Bosch is looking to replicate its success with EV components in China in India, says Bosch MD Guruprasad Mudlapur.
Indian car buyers’ increasing preference for feature-loaded trims with advanced driving assistance systems (ADAS) is expected to benefit German auto component giant Bosch Ltd, according to Guruprasad Mudlapur, president of the Bosch Group in India and managing director of Bosch.
“The premium version of every new car model seems to have some level of ADAS. These are becoming default features… If the content per vehicle increases, that’s a big benefit for us,” Mudlapur tells Fortune India.
The penetration of ADAS is getting more democratised as carmakers introduce these features even in smaller segment cars.
“Level-2 ADAS capability is becoming common within the Indian passenger car market. Going forward, we expect significant growth in penetration of ADAS in India,” says Sandeep Nelamangala, joint managing director of Bosch and executive vice president of mobility solutions at Bosch India.

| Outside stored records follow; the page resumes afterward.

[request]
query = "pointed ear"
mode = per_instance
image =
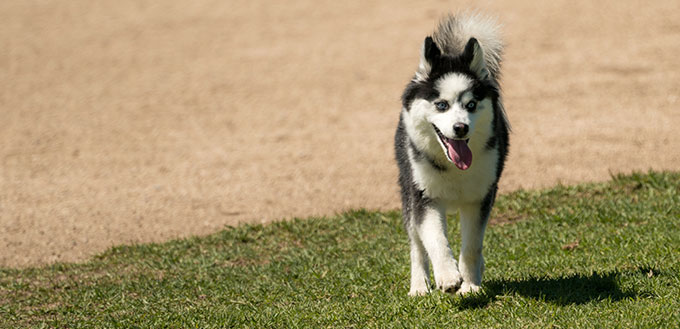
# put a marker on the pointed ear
(429, 55)
(474, 56)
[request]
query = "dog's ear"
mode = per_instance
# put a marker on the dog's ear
(473, 55)
(429, 55)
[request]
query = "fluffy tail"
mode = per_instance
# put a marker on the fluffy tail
(454, 31)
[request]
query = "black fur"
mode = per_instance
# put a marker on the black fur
(442, 64)
(413, 200)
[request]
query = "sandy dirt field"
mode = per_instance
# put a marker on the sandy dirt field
(132, 121)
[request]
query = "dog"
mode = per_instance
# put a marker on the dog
(451, 144)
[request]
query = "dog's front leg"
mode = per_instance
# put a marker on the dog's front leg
(473, 218)
(431, 228)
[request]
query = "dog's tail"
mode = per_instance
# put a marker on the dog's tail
(454, 32)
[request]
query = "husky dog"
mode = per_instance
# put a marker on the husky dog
(451, 144)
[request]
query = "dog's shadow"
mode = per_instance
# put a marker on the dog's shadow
(562, 291)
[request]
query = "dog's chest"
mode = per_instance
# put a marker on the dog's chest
(455, 185)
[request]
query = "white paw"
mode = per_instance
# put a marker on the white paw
(467, 288)
(450, 282)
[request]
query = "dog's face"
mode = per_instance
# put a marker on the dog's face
(450, 102)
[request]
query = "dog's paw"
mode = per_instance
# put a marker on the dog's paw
(450, 283)
(467, 288)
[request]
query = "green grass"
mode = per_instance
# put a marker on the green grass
(600, 255)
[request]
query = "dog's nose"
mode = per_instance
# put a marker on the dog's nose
(460, 129)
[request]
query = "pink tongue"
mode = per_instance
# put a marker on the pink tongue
(460, 153)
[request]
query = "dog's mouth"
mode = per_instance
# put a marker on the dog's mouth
(457, 150)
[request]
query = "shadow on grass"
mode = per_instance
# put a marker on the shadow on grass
(571, 290)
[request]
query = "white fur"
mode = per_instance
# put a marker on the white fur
(450, 190)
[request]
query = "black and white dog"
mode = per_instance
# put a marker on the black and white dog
(451, 144)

“Over the last couple of years, we have seen a significant increase in demand for ADAS components for instance radars, sensors etc. Nelamangala expects ADAS-equipped car sales to register double-digit CAGR (compounded annual growth rate) from 2025 to 2030.
India contributes 5-6% to the global mobility business of Bosch. A majority of this currently comes from powertrain solutions. It also supplies power electronics, braking and mobility software solutions. However, with the growing trend of feature-rich vehicles, India’s contribution to the overall global mobility business is expected to jump to double digits by 2030, says Nelamangala. India’s passenger vehicle market is expected to grow to 7 million cars by the turn of the decade from 4 million currently.

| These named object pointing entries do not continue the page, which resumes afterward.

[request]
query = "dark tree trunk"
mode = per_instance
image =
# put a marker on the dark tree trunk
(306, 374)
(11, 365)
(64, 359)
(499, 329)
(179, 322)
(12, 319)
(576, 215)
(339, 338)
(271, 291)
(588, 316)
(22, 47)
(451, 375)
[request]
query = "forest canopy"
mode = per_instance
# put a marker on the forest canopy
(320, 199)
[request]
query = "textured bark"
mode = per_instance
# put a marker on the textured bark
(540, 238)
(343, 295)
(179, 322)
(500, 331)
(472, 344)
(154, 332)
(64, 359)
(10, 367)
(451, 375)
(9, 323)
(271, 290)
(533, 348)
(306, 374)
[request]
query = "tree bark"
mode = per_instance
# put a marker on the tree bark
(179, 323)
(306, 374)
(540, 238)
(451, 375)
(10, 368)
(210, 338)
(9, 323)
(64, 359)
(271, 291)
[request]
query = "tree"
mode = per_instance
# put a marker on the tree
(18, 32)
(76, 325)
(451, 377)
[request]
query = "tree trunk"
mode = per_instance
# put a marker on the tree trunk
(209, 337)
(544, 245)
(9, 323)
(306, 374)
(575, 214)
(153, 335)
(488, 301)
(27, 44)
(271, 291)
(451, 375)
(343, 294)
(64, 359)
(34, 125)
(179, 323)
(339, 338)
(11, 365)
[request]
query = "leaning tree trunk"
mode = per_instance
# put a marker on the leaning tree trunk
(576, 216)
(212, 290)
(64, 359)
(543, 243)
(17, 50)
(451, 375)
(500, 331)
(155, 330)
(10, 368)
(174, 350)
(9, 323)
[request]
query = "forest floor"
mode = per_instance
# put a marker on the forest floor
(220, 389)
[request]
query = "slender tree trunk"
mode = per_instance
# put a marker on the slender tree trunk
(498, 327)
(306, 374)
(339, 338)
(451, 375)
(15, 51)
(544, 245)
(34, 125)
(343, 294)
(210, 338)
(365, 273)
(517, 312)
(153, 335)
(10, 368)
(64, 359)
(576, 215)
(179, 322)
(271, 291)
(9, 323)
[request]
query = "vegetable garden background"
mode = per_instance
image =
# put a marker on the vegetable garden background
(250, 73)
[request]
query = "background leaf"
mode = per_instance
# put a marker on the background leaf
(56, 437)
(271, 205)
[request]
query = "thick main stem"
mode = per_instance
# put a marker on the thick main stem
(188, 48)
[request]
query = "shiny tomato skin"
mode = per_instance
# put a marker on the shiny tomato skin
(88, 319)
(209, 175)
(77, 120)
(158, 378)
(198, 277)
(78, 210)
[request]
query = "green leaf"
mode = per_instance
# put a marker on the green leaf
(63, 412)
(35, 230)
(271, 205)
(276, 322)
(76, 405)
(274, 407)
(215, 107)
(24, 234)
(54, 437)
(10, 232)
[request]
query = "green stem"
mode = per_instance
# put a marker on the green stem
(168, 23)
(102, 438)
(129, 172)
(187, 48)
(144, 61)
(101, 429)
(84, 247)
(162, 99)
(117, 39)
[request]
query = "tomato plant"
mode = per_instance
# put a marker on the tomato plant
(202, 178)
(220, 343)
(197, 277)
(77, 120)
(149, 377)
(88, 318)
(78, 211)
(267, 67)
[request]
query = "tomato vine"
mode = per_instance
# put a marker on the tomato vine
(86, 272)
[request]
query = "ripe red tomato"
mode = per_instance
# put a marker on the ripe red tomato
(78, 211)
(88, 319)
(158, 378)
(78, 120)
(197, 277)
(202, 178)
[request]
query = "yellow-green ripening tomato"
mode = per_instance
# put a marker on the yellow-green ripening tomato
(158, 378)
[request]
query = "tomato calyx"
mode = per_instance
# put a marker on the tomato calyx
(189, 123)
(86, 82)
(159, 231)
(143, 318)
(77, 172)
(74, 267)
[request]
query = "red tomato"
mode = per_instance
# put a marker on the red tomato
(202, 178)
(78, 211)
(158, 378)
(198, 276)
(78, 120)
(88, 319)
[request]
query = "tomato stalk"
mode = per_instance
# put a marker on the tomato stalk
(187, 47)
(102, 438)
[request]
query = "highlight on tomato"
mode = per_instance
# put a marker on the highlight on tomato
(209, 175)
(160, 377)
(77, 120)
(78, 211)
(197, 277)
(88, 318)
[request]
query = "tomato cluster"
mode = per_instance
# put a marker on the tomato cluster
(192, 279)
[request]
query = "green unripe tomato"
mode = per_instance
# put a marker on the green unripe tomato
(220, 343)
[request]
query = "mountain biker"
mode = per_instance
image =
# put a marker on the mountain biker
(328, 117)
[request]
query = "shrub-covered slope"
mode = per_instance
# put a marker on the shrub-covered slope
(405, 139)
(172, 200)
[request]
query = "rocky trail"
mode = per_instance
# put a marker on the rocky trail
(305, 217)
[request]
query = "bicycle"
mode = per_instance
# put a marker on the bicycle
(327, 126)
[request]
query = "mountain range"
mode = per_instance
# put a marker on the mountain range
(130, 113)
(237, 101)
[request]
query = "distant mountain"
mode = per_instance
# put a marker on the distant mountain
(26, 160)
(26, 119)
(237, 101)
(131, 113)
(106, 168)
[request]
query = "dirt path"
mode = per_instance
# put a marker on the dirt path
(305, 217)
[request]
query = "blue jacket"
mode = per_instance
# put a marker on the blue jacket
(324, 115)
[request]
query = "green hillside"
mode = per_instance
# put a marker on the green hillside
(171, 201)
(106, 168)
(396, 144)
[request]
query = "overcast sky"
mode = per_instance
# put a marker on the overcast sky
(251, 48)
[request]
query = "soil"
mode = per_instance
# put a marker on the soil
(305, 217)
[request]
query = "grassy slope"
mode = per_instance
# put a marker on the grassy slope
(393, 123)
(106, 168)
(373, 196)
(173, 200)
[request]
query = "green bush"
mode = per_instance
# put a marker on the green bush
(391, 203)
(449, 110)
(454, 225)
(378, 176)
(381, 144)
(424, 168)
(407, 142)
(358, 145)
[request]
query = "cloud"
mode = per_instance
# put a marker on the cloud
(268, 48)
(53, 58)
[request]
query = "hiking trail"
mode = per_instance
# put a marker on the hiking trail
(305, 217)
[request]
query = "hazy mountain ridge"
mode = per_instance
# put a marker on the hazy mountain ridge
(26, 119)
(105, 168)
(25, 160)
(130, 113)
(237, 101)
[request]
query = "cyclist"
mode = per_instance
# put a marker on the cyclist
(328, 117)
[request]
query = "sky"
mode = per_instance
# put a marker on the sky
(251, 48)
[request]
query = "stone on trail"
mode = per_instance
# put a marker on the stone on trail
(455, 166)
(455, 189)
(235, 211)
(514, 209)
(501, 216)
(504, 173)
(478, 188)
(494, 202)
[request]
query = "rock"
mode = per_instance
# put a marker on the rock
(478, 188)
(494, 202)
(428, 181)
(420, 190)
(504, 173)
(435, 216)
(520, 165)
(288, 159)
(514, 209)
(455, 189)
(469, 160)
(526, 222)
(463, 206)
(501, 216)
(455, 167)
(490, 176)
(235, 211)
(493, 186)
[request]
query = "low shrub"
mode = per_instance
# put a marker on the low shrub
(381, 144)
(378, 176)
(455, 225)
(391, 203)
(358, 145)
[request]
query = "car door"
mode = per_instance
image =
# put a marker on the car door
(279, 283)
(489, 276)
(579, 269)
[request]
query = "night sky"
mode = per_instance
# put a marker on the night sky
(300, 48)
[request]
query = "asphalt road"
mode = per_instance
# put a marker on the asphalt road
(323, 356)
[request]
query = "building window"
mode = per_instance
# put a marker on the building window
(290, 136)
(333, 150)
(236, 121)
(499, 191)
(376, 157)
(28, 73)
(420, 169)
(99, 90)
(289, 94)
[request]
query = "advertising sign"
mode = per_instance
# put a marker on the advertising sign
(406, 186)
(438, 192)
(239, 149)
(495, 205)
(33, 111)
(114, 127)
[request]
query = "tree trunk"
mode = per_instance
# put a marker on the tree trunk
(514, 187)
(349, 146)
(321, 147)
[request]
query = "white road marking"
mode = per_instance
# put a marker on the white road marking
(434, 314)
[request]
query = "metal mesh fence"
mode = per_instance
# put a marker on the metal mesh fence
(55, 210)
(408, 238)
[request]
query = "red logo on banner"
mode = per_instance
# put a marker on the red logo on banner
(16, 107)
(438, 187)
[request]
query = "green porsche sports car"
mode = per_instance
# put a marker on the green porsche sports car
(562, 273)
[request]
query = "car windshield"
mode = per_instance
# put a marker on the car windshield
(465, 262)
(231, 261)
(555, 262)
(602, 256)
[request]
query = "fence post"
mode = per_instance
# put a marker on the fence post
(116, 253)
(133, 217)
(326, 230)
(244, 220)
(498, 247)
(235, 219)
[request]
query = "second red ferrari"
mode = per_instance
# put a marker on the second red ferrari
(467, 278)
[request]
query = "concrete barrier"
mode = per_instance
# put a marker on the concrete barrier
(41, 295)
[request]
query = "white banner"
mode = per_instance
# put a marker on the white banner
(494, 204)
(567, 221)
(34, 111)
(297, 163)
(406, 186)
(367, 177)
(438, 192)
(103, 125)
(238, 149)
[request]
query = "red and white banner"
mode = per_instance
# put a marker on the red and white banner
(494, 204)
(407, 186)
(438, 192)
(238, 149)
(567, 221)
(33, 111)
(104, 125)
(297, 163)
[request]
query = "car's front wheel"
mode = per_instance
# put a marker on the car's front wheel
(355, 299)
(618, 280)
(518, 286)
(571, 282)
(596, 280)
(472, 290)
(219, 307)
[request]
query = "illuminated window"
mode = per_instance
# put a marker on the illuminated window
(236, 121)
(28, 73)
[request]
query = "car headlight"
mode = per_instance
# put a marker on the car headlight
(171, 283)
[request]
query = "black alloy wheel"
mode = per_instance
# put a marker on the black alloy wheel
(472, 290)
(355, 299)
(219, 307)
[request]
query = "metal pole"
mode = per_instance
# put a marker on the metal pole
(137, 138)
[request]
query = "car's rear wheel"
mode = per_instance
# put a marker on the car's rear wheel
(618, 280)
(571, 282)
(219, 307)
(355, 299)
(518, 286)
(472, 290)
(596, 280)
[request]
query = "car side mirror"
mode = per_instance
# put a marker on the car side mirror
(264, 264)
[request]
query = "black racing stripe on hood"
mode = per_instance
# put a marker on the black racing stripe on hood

Bosch, which has been a critical part of mobility ecosystem in India for over a century, wants to shape the new era of mobility for India, says Bosch MD Mudlapur. 80% of the company’s revenue in India comes from the mobility business while the rest comes from appliances and power tools.

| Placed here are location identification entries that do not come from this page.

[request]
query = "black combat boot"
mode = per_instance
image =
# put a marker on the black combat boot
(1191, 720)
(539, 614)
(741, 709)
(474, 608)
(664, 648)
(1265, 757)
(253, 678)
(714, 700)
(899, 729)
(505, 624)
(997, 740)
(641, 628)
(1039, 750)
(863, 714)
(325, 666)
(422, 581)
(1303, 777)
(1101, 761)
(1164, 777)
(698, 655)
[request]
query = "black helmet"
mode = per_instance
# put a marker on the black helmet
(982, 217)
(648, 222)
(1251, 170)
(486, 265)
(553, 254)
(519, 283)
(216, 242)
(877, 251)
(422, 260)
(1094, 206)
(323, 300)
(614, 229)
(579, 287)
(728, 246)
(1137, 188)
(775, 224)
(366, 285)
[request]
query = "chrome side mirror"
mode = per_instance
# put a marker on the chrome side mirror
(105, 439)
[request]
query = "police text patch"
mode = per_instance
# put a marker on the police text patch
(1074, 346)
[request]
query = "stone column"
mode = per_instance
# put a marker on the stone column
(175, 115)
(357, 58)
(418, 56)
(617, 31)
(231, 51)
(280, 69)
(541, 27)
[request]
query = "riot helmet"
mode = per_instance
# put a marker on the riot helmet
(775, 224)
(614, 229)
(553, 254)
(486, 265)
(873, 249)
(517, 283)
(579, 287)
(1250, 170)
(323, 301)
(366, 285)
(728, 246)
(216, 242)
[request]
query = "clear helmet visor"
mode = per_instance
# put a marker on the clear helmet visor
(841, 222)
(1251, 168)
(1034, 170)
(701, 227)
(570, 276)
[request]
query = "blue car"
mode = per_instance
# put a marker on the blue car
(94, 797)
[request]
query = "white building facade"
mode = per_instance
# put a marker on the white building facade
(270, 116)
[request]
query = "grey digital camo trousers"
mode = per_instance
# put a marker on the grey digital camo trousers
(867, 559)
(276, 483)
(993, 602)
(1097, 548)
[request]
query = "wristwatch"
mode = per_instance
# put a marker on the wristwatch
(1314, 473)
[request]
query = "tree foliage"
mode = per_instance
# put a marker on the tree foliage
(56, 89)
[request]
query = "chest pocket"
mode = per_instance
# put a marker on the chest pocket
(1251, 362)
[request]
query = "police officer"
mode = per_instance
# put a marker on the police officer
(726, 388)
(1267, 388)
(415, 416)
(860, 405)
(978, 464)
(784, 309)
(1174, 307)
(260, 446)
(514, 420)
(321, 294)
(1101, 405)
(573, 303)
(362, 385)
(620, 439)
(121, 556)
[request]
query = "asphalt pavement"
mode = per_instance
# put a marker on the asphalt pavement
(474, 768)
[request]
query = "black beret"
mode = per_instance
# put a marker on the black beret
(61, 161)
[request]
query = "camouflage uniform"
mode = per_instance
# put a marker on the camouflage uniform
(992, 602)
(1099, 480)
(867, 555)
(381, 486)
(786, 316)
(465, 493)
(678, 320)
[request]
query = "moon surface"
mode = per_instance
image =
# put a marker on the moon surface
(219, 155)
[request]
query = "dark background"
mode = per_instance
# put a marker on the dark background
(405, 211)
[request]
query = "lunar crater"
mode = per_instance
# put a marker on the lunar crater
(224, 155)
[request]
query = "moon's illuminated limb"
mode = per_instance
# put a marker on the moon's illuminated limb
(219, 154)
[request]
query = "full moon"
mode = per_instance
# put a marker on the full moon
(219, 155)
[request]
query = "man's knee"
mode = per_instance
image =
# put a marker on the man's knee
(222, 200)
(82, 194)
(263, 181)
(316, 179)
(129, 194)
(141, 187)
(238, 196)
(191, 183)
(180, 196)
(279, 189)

Even as Bosch focuses on sustaining its market share in internal-combustion engine vehicles, the auto parts maker is looking to become a dominant player in components for EVs. “Bosch over the past decade has globally invested over ₹10 billion into technologies around electrification. In China, the default major market for electrification, we are the largest Tier-1 supplier. We want to replicate that success in India. We have a good technology base for electrification globally,” says Mudlapur. “The entire portfolio of Bosch for electrification in two-wheelers, passenger cars and commercial vehicles is on offer for the Indian market, including some custom developments for India."
On localisation, the Bosch MD says up to 85% of what the company produces in older technologies is localised. “In the case of EVs, when we start we will maybe import a little bit but very quickly due to PLI we will move towards localisation,” says Mudlapur. “In power electronics, we will start localising components from Day 1.”
Bosch has already received approval under the production-linked incentive (PLI) scheme for auto components such as electric motors for two-wheelers.
On software glitch issues with electric vehicles, Mudlapur says electrical/electronic (E/E) architecture is more centralised in EVs. “Earlier, cars had more distributed architecture where there were many electronic control units. If these are not handled very well, glitches may happen as these are early days of software in a car,” he says.
The Bosch MD, however, adds that software-defined vehicles (SDVs) can be fixed on the run. “When you think of a recall of cars, earlier you had to bring it back to the plant which would cost millions of dollars, these days a recall could just be over the air, you may not even notice it,” he says.
The power solutions business, which constitutes 71% of the overall automotive product sales of Bosch in India, de-grew by 1.8% year-on-year for the quarter ended December 31, 2024, on account of contraction in the heavy commercial vehicles (HCV) segment due to a slowdown in economic activity. When asked about muted growth in commercial vehicle sales in 2024, Nelamangala says, “We have been through this cycle of seasonality."